Short Report of Gregory Sliwoski: STUDYING SMALL-MOLECULE MODULATORS OF THE Y4 RECEPTOR at University of Leipzig (AUG 20 – SEPT 10)

/ October 19, 2015/ News

by Gregory Sliwoski (doctoral student at Vanderbilt University): After completing my M.S. in pharmacology from Vanderbilt University under Prof. Dr. Jens Meiler in 2012, I joined Annette Beck-Sickinger’s lab at Leipzig University to further study the neuropeptide Y4 receptor (Y4R). This particular trip is my fourth stay in Leipzig in the collaboration between the labs of Prof. Dr. Jens Meiler (Vanderbilt) and Prof. Dr. Annette Beck-Sickinger (Leipzig). This collaboration combines computational modeling with cell-based signaling and mutategensis assays to characterize the activation of Y4R and discover new compounds that may enhance Y4R signaling. Signaling through this receptor has been shown to be a potential avenue for treatment of obesity and related diseases such as diabetes.

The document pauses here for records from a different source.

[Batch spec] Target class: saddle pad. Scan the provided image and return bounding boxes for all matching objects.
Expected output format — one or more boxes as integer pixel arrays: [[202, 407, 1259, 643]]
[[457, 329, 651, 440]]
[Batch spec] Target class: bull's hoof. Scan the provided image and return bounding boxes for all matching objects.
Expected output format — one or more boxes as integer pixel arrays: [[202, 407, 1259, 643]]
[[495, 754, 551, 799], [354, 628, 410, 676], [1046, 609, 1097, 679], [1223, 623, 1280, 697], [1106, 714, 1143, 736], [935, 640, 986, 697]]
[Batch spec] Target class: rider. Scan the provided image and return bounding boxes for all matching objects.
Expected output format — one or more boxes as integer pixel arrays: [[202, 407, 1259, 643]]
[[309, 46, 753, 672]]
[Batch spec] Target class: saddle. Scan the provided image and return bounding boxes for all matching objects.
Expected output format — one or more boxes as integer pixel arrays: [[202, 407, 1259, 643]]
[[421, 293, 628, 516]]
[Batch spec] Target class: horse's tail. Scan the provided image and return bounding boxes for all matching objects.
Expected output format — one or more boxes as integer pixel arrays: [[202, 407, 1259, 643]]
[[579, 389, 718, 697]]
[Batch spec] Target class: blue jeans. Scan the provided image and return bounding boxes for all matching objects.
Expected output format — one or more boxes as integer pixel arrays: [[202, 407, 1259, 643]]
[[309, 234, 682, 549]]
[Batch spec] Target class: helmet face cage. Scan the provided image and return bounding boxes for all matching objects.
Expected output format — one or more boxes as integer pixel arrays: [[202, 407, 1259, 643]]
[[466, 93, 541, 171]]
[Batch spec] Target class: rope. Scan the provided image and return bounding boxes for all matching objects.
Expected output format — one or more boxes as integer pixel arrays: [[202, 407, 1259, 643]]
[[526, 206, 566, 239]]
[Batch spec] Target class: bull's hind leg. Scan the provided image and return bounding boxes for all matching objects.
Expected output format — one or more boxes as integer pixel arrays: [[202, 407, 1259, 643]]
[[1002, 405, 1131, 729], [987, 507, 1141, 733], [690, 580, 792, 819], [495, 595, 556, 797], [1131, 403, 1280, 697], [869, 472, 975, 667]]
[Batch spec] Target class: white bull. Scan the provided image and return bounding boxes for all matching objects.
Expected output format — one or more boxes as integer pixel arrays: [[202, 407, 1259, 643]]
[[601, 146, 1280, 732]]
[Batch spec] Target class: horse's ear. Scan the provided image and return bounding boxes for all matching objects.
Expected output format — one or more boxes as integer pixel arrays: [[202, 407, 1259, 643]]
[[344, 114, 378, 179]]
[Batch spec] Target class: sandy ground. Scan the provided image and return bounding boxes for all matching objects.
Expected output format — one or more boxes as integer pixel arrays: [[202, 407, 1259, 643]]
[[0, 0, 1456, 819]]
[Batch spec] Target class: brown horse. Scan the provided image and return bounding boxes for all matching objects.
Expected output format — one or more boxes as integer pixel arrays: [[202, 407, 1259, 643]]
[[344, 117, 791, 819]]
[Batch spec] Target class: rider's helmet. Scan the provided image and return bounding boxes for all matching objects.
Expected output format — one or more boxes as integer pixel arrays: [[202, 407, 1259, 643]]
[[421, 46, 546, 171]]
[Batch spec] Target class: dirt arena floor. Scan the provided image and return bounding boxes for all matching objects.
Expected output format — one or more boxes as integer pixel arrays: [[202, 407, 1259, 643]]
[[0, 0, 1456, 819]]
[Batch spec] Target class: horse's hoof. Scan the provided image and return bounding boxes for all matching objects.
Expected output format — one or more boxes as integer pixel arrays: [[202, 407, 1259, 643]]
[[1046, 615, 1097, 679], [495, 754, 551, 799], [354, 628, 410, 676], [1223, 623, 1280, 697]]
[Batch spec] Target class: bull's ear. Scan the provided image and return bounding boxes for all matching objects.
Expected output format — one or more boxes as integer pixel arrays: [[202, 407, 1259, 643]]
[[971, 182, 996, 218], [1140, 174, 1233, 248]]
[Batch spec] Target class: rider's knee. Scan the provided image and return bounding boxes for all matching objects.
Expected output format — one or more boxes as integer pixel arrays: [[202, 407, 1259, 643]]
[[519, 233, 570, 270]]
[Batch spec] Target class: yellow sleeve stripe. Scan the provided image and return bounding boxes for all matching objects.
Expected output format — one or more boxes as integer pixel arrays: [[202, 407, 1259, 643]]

Previous work with students in the Beck-Sickinger lab including Dr. Jan Stichel and Mario Schubert involving high-throughput screening and signaling assays led to the discovery of the first small-molecule modulators of the Y4 receptor. These compounds present varying behavior at Y4 and other, related, neuropeptide Y receptors, providing a good starting point for the design of highly specific small molecules that can “fine-tune” the behavior of this receptor with therapeutic potential.

This trip came at a turning-point in the Y4R project. With the completion of the first high-throughput screen and characterization of active compounds, I continued my work with Dr. Jan Stichel and Mario Schubert of the Beck-Sickinger lab, completing the scientific manuscript detailing the progress we made. This manuscript is currently under review for publication in a peer-reviewed journal. At the same time, we began applying computational modeling to characterize the interaction of Y4R and the compounds we discovered. During my stay in Leipzig, we reviewed computational models that propose potential compound-receptor binding modes. This information is valuable for understanding the structure and function of Y4R and may help with the design of more powerful and specific compounds.

During my stay, I presented this computational modeling work at the 11th International NPY-PYY-PP Meeting at Leipzig University with a poster titled “Discovery of novel small-molecule modulators of the human Y4 receptor” and received a scientific award for this poster. Lastly, I spent time completing my PhD thesis and necessary steps towards initiating thesis review.

As with all of my trips to Leipzig, I was fortunate to spend some time traveling and experiencing a bit of Germany’s culture and history. The conference provided an excellent schedule of experiences including a guided trip to the Leipzig zoo and a tour of the Porsche Leipzig factory. Especially impressive was the production floor and the fascinating picture of the organization and efficency necessary for such craftsmanship. I also spent a weekend in the city of Nuremberg (pictures 1-3) where I learned some of Germany’s midieval history, touring the beer cellars and enjoying music and food at the Volksfest.